This policy is no longer being updated. CPU and memory usage data can now be obtained from Azure resources without the need for Log Analytics. The Azure Rightsize Compute Instances policy now includes this functionality and is the recommended policy for getting recommendations for inefficient instance utilization.
This Policy Template uses performance metrics from Log Analytics from the last 30 days to identify underutilized instances and provides rightsizing recommendations. Once recommendations are generated, instances can be rightsized in an automated manner or after approval. This is meant to be run as a weekly policy.
- This policy identifies all instances reporting performance metrics to Log Analytics whose CPU or Memory utilization is below the thresholds set in the Average used memory percentage and Average used CPU percentage parameters. Once recommendations are generated, instances can be rightsized in an automated manner or after approval.
- The Exclusion Tag Key parameter is a string value. Supply the Tag Key only. Tag Values are not analyzed and therefore are not need. If the exclusion tag key is used on an Instance, that Instance is presumed to be exempt from this policy.
This policy has the following input parameters required when launching the policy.
- Average used memory percentage - Utilization below this percentage will raise an incident to tag the instance. Providing -1 will turn off this metric for consideration.
- Average used CPU percentage - Utilization below this percentage will raise an incident to tag the instance. Providing -1 will turn off this metric for consideration.
- Timespan - The timespan over which to query the data
- Exclusion Tag Key - An Azure-native instance tag to ignore instances that you don't want to consider for downsizing. Only supply the tag key
- Email addresses of the recipients you wish to notify - A list of email addresses to notify
- Automatic Actions - When this value is set, this policy will automatically take the selected action(s).
- Subscription Allowed List - Allowed Subscriptions, if empty, all subscriptions will be checked
- Log to CM Audit Entries - Boolean for whether or not to log any debugging information from actions to CM Audit Entries, this should be left set to No on Flexera EU
Please note that the "Automatic Actions" parameter contains a list of action(s) that can be performed on the resources. When it is selected, the policy will automatically execute the corresponding action on the data that failed the checks, post incident generation. Please leave it blank for manual action. For example, if a user selects the "Downsize Instances" action while applying the policy, all the resources that didn't satisfy the policy condition will be downsized.
- Sends an email notification
- Resize virtual machines after approval
Azure Service Principal (AKA Azure Active Directory Application) with the below mentioned role and permission are required in the target subscription.
Virtual Machines must have the Log Analytics/OMS Agent installed for sending performance metrics to a Azure Log Analytics workspace.

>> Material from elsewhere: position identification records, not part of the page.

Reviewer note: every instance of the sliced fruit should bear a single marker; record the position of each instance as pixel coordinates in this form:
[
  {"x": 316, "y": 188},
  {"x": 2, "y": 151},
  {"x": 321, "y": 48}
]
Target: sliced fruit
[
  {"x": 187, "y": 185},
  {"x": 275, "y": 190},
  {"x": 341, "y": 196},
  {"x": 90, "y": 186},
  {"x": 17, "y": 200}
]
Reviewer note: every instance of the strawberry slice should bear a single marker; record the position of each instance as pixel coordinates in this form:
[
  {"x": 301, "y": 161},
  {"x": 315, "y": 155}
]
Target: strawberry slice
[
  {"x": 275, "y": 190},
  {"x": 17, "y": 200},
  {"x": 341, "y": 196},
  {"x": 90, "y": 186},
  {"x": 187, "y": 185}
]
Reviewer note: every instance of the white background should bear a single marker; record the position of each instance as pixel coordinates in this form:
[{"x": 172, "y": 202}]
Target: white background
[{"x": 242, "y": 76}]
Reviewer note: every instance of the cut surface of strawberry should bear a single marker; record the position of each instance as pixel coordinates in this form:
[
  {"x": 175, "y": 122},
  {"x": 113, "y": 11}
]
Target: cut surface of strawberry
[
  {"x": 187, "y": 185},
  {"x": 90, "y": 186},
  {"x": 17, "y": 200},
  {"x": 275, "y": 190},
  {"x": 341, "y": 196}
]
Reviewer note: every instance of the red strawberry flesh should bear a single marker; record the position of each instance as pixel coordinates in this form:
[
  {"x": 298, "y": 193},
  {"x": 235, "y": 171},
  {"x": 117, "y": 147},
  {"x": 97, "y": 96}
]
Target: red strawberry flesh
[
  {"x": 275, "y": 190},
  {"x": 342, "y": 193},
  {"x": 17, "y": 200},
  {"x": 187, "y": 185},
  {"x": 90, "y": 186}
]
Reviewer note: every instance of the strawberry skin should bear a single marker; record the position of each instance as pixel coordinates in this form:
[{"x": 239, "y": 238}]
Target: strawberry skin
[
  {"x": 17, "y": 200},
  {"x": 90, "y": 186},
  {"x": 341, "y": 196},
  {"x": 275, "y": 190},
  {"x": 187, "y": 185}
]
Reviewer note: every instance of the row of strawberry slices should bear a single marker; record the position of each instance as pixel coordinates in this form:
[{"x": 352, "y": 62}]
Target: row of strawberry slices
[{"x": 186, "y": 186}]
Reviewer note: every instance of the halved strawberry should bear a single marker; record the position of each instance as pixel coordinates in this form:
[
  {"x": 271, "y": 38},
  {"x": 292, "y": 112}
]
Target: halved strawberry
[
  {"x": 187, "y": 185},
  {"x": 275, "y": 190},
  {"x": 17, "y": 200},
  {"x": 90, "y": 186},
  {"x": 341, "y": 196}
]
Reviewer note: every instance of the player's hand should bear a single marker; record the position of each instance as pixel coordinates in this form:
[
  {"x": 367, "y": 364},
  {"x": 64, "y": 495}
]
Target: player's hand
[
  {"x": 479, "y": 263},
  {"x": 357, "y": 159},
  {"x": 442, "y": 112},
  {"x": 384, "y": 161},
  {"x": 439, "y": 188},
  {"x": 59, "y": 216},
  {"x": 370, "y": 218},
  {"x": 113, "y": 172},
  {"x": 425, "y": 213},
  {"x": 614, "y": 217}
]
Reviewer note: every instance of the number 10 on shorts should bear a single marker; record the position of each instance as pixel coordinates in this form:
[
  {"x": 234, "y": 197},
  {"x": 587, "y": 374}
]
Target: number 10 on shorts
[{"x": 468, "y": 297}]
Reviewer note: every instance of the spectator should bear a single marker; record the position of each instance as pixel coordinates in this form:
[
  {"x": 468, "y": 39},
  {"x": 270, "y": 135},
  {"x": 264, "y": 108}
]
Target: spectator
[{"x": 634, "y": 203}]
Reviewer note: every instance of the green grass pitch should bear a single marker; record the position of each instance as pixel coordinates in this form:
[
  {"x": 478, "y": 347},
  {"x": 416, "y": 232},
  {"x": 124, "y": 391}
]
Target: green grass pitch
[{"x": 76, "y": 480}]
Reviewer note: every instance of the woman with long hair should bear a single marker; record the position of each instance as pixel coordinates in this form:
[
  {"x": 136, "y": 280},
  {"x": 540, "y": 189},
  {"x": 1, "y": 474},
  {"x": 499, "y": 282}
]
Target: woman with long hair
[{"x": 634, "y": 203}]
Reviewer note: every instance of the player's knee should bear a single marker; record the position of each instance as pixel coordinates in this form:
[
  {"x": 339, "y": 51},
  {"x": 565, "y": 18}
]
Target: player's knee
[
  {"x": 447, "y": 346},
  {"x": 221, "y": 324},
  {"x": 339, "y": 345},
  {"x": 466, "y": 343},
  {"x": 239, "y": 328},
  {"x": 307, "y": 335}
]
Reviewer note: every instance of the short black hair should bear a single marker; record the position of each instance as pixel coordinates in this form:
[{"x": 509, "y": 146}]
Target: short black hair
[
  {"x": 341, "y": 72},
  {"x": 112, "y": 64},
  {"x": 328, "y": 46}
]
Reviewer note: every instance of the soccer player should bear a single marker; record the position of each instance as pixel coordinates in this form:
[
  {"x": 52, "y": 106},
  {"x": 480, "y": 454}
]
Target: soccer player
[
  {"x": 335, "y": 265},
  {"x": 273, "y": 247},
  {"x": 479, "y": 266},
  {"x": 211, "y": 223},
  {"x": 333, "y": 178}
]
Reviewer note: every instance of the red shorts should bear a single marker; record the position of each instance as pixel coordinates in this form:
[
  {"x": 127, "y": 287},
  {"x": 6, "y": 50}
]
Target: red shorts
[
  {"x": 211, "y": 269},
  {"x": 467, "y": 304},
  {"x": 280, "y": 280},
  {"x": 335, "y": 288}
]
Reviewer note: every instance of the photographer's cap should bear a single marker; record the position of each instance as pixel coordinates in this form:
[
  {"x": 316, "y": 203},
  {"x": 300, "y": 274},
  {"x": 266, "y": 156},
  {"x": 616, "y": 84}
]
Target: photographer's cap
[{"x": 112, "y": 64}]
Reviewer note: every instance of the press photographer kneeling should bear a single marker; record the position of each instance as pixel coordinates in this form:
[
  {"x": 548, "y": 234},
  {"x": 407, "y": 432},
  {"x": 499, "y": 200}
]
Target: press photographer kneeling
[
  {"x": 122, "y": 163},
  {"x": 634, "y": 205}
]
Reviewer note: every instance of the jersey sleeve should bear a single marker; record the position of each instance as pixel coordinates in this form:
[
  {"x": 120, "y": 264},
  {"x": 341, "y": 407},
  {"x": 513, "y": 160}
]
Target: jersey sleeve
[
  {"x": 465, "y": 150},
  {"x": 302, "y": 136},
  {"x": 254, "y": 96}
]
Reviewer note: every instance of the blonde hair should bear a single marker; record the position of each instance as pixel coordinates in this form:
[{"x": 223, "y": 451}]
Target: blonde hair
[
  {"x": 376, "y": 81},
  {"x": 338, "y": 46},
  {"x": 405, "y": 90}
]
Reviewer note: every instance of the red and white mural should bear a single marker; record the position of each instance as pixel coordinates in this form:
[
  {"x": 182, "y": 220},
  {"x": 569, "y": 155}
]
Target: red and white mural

This policy uses credentials for connecting to the cloud -- in order to apply this policy you must have a credential registered in the system that is compatible with this policy. If there are no credentials listed when you apply the policy, please contact your cloud admin and ask them to register a credential that is compatible with this policy. The information below should be consulted when creating the credential.
For administrators creating and managing credentials to use with this policy, the following information is needed: Two provider tags needs to be created using the same credentials for running this policy.
Provider tag value to match this policy: azure_rm and azure_log
Required role and permission in the provider:
Role:
Permission:
- Azure Resource Manager
By default, this policy calculates utilization over a 30 days period.
To calculate over a different period of time, you can update the policy template.
Replace the 30 wherever you see query "timespan","P30D" with the new number of days you want to use.
This policy template does not incur any cloud costs.